INTRODUCTION

posted by Hostile V Original SA post



WORLD OF DARKNESS: INNOCENTS

INTRODUCTION


So after rereading all of Innocents, I can’t lie: it’s gonna be a bit tough to cover this one. Not for the content or subject matter; it’s leaps and bounds above KidWorld. No, the issue I have with it is an issue of heavy redundancy.

The idea of the book is solid enough. Innocents is all about letting the Storyteller run a very thematically different game than your average nWoD adventure by letting you play as children. And I liked Innocents a lot when I first read it years ago, I really did. The fiction in the book is pretty on point (though a touch repetitive) and it’s sprinkled liberally through the entire book. The premade adventures are interesting choices and fit the themes of the fact that you’re all children and you’re not going to solve this problem by becoming a Hunter (maybe). I quite enjoy the representatives of vampires, werewolves, etc. that are selected to be characters you can introduce the kids to. And, this is crucial, I like that the game establishes that these are about supernatural horrors or horrors related to the World of Darkness, explicitly says this at one point and commits to that. This entire book is refreshingly free of sexual menace and there's less emphasis on mundane menaces like child abuse. Which, admittedly, is not to say that it’s entirely bereft of the latter (it absolutely is clear of the former though). One of the sample fictions is about police looking over the cases of an abused girl who set her vampire father on fire because he threatened to prey on her younger sister. This is abuse of an 11-year-old girl but she’s not abused for reasons of power or sadism or carnal reasons. She was abused because this is what a vampire does as a predator that hungers for the Vitae of the mortal. Her abuse was entirely supernatural in nature. If vampires weren’t real, this never would have happened. And that’s…legitimately good. Innocents goes out of its way to say “look: bad things happen to kids but that’s not something we really want to make a game about because it’s not fun and that’s also not really the WoD so this is explicitly a game about kids dealing with actual monsters” and that’s one of its strong points.
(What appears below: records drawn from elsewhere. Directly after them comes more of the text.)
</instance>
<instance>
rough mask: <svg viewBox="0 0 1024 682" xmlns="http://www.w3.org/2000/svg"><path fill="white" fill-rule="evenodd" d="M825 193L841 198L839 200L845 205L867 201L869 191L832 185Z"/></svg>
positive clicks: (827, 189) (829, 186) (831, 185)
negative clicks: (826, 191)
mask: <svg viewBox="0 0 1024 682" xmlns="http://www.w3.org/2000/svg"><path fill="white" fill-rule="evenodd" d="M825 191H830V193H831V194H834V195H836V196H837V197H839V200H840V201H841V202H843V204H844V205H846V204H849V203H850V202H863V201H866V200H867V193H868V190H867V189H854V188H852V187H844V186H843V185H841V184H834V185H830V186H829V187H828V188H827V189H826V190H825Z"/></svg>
But there’s a pretty glaring weakness to Innocents and that’s mostly that Innocents is 266 pages long when it really could just be a slimmer 130 or so. I didn’t entirely comprehend this when I was reading it years ago and was less familiar with the whole Storyteller system and hadn’t yet acquired the core book for nWoD. Innocents reprints a lot of the core book’s rules and that’s kind of to its detriment because then it skimps on the ideas. There’s a lot of fiction but it’s attached to skill descriptions and dice roll examples. There are premade NPCs but there really could stand to be more. There are some example adventures but they could really stand to have a bit more depth (also there’s photomanipulated art which…isn’t great). There are eight chapters, a prologue (which is just fiction) and an appendix (which has content). Let’s lay it out a bit: As a pretty good connoisseur of reading these side WoD books to keep myself entertained at work, your average nWoD book is around 130-160 pages and broken down into four or so pages, not counting introductory fluff. They’re formulaic and if you’ve read a few you get the formula down pat for each chapter: fiction at beginning of chapter, brief overview, look at the mechanics, adventure ideas, sample NPCs. Innocents isn’t like your average side book because, well, they took a player’s guide and then put the Book About Playing Children template on top of it. It’s kind of weak for that because like I already said, so much of the book is dedicated to regurgitating the rules that the Original Content suffers for it.

Which kinda puts me in a weird position about how to cover this book exactly. I thought KidWorld would be the faster one to go through but, well, I’m not going to sit here and repeat rules for nWoD. Others have done that better than I have. So I’m going to focus on what’s different about playing as children in regards to the mechanics. I’m not going to be covering this on a chapter-to-chapter basis like I normally would. From there we’ll look at the sample adventures and all that and then just wrap the book up.